Review Summary: "And when it's over, and the streets are soaking up in the blood, you smile and know that you just won another day with yourself, you know?"
Invisible Ink For Sketching Ghosts opens with a quote from Richard Linklater's seminal
Before Sunrise. It's appropriate; the debut album from Irish musician Shane Harrington, who pieces together haunting sonic collages as OST, shares Linklater's existential fascination, but more importantly, it shares a flexible sense of space. Just like the thoughtful slackers and musers occupying the universes of
Waking Life,
Dazed and Confused, and, yes,
Before Sunrise as well as its companion piece
Before Sunset, Harrington's tracks are both extremely intimate and daringly omnipresent. They seem to have come from somebody sitting right next to you, or perhaps inside the confines of your mind, and yet they project a quiet confidence that echoes in our bottomless headspace.

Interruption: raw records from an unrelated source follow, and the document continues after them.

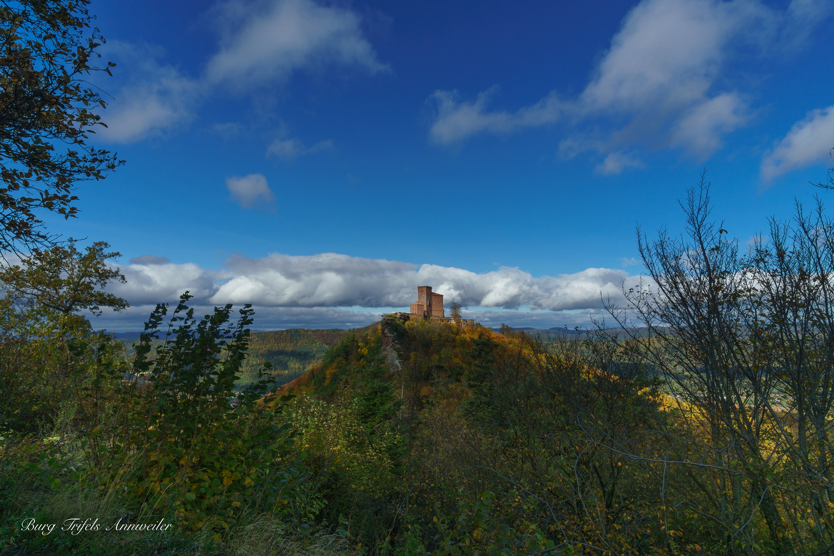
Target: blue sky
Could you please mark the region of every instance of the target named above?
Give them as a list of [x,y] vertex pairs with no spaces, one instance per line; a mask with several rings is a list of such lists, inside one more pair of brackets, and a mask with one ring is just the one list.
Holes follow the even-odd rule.
[[[584,325],[706,168],[742,243],[830,195],[832,5],[794,0],[102,3],[97,144],[56,232],[158,301],[356,326],[428,283],[498,325]],[[133,259],[133,261],[131,261]]]

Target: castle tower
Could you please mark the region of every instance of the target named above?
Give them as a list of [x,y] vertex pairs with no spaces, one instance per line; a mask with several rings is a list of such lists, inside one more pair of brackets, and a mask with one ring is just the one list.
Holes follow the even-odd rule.
[[423,305],[422,313],[426,316],[431,316],[432,313],[432,304],[431,302],[434,301],[432,298],[435,297],[431,294],[431,286],[417,286],[417,303]]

This uncanny marriage of the personal and the dispassionately universal grants
Invisible Ink For Sketching Ghosts its staying power as well as its compulsive listenability. An immediate and easy point of comparison is the work of Nick Zammuto and Paul de Jong as the Books, but unlike that whimsical duo, Harrington deals in emotional frankness. The effect is striking: when we hear Johnny Marco sob, "I'm fucking nothing, not even a person" on "Death Before Death", we've been deprived Sofia Coppola's careful handling of her protagonist, and so the utterance is not cathartic so much as helplessly nihilistic.
Somewhere was accused of indulging in privileged solipsism, and admittedly there's a fair bit of navel-gazing to be found here, but
Invisible Ink is disarmingly honest even when it's emotionally puerile. Of course, the elegantly rough-hewn music (and occasional atmospheric vocals) that Harrington weaves his samples together with helps matters. Every track is a pleasure to hear, and many moments - the post-rock stylings of "All Of This Can Be Fixed" and "Tokyo Trustfund" come to mind - are heart-stoppingly gorgeous.

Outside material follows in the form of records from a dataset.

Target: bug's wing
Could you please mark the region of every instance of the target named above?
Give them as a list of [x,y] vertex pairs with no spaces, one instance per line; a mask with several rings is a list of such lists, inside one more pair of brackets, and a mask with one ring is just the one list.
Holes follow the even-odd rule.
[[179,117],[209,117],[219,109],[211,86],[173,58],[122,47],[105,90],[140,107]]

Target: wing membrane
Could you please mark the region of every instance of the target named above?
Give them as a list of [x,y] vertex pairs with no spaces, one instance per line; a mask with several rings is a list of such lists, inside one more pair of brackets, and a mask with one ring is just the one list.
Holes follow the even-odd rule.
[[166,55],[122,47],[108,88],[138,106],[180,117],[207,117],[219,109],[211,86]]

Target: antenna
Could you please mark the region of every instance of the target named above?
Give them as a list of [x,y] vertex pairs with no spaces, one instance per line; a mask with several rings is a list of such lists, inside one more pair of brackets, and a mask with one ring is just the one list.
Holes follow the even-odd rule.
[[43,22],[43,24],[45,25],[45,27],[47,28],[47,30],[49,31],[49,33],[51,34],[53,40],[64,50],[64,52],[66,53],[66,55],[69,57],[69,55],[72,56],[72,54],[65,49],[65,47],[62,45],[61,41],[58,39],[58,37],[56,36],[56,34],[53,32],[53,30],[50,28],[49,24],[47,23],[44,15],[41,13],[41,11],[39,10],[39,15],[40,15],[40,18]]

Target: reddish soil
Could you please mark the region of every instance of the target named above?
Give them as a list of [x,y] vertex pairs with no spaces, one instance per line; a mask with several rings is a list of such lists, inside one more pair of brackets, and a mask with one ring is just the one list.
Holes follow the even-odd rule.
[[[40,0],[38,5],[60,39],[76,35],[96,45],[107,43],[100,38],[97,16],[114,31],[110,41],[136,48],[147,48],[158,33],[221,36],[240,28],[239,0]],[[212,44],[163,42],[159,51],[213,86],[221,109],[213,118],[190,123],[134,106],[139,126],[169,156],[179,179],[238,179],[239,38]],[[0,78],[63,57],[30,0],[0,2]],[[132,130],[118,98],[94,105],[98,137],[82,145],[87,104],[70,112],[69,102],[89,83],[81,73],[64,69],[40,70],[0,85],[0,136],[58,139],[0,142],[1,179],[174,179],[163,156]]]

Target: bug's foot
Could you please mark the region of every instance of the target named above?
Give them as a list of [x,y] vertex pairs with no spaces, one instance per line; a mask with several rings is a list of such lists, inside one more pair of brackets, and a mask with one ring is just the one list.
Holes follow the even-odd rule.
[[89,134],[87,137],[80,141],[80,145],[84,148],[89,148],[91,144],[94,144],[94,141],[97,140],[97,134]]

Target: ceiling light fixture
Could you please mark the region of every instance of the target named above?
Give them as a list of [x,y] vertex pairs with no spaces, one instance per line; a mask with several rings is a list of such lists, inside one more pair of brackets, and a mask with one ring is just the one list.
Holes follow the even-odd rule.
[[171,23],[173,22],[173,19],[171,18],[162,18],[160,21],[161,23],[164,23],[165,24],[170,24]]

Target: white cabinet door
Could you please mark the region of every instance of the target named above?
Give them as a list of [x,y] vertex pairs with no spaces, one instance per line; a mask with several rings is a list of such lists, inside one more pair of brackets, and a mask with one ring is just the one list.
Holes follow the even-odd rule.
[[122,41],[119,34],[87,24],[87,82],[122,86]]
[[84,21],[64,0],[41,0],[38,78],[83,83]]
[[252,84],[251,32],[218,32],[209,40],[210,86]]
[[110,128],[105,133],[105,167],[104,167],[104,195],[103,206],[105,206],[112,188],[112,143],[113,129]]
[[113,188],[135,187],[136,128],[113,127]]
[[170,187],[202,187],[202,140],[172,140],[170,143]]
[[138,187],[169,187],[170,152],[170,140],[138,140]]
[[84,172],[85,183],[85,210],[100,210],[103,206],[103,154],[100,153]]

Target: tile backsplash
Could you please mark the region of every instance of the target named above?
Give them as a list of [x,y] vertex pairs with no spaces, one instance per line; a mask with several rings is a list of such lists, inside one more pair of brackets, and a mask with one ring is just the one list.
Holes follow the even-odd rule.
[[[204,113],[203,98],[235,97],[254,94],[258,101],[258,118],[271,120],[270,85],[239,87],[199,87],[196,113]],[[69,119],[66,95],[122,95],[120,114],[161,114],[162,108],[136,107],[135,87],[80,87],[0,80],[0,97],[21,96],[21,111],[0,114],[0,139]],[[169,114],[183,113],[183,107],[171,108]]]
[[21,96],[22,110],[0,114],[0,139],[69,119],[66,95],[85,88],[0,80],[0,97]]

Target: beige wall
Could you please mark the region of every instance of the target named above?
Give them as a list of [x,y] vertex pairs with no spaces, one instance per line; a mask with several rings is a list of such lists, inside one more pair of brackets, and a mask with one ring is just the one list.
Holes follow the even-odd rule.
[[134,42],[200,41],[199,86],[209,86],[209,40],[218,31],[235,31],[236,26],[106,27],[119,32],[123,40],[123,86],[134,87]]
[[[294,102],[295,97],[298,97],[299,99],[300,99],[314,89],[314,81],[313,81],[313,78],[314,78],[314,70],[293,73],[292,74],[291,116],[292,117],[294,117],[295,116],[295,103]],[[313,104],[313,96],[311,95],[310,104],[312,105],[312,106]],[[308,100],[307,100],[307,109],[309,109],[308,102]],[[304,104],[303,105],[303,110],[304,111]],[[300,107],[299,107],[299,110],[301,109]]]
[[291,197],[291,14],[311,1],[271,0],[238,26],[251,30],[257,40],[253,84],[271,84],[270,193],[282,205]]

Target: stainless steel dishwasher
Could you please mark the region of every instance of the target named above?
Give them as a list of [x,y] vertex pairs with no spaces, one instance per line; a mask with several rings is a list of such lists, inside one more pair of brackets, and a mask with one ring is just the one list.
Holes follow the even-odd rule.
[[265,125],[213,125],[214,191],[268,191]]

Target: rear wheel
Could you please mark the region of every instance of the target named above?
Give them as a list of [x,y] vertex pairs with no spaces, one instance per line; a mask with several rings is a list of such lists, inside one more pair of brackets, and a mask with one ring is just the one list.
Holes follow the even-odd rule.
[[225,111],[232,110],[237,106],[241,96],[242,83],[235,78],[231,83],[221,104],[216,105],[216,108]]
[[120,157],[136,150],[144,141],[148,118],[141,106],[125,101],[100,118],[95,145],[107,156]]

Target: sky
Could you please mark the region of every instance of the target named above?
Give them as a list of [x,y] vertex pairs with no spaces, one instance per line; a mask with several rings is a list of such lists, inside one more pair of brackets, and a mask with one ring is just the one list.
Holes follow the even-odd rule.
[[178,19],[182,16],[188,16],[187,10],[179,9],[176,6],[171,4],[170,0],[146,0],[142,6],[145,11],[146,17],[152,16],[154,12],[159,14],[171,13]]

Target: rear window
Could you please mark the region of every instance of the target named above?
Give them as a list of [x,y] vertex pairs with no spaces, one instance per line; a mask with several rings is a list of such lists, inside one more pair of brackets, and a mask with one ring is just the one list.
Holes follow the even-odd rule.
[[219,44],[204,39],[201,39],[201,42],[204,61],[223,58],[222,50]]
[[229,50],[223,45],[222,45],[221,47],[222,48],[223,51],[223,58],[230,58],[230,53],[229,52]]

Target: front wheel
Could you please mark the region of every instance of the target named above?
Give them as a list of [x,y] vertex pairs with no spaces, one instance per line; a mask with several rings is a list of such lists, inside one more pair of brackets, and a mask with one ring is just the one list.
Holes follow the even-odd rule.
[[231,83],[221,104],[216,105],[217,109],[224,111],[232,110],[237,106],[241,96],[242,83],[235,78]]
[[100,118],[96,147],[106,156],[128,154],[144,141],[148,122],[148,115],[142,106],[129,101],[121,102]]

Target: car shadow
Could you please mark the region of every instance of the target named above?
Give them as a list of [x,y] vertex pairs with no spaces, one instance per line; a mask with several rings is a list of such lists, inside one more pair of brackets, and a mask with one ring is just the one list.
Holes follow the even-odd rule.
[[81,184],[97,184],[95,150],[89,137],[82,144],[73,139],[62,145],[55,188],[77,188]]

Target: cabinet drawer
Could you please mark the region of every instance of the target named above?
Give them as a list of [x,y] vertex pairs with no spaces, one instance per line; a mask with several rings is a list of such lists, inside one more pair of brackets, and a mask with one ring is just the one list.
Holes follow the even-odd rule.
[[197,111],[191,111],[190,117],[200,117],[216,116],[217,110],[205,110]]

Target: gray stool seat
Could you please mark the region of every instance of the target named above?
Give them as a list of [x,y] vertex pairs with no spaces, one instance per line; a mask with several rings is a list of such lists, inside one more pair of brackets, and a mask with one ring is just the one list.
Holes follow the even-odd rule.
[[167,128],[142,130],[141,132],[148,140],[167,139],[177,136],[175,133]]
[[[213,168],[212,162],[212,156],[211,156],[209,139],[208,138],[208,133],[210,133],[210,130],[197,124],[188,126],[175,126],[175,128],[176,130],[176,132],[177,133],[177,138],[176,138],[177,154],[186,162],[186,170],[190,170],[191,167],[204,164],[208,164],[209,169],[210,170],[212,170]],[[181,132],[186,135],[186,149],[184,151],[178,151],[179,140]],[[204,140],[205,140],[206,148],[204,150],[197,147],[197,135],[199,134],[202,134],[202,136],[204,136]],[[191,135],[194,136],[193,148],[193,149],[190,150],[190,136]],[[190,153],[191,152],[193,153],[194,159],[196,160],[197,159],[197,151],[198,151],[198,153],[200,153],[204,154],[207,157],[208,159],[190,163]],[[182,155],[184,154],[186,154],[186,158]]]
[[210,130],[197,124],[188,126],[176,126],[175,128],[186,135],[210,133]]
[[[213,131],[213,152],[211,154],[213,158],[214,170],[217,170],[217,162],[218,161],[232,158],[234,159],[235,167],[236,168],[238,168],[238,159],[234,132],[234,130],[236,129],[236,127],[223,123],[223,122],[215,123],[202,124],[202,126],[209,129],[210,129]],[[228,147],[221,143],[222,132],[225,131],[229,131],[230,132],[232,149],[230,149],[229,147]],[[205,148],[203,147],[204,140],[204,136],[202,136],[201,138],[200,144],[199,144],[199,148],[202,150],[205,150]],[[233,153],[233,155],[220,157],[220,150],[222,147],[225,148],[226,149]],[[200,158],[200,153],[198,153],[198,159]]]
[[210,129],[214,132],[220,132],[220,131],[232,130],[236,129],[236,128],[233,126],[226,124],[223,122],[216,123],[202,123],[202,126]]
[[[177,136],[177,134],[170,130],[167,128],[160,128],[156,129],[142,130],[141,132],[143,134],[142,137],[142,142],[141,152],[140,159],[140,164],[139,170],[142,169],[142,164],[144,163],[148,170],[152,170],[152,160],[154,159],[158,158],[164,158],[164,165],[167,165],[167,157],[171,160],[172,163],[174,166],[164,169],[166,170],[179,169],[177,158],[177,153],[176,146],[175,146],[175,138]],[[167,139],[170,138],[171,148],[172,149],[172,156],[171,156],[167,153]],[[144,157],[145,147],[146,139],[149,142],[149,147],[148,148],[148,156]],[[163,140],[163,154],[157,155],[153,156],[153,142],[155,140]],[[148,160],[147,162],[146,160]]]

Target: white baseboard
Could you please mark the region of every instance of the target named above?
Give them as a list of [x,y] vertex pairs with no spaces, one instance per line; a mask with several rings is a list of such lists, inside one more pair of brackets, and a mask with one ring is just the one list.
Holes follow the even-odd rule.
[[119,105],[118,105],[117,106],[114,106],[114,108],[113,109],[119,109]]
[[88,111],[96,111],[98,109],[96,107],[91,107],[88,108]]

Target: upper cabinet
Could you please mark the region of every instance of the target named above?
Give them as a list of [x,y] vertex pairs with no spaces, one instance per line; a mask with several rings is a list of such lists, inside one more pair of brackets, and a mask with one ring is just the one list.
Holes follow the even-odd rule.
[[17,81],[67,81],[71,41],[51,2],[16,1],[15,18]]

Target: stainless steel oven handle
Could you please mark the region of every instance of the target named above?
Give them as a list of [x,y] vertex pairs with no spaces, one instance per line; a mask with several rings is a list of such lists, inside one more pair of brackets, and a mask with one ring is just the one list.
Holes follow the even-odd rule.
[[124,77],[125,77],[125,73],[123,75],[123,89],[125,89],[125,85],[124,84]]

All of which lends this album well to late-night listening. But make no mistake; this is not something to leave on while drifting off to the mysterious lands of REM sleep, not unless you'd like the movie playing across your eyelids to be populated by lost, puzzled souls. Somehow, Harrington has managed to musically encapsulate a generation of ex-dreamers. In the end, his effort is more touching than many of the films he samples - a superior bunch, if I may say so myself - because it turns Kim Krizan's subtle observations about communication into a reality that is at once tangible and not. It explores that which "we perceive [that] cannot be expressed" through that most abstract medium of all: organized musical sound. This is heady, philosophically tormented stuff, but it's blissfully easy to swallow, the sonic swirl never less than tasteful - a little bit of Dntel-esque glitch here, a mournful guitar line there - and frequently much, much more than that. As the final strings of "Night Loop" fade away, you'll want to start again, right from the beginning. And so we relive our anguished, spectral contemplation, over and over again.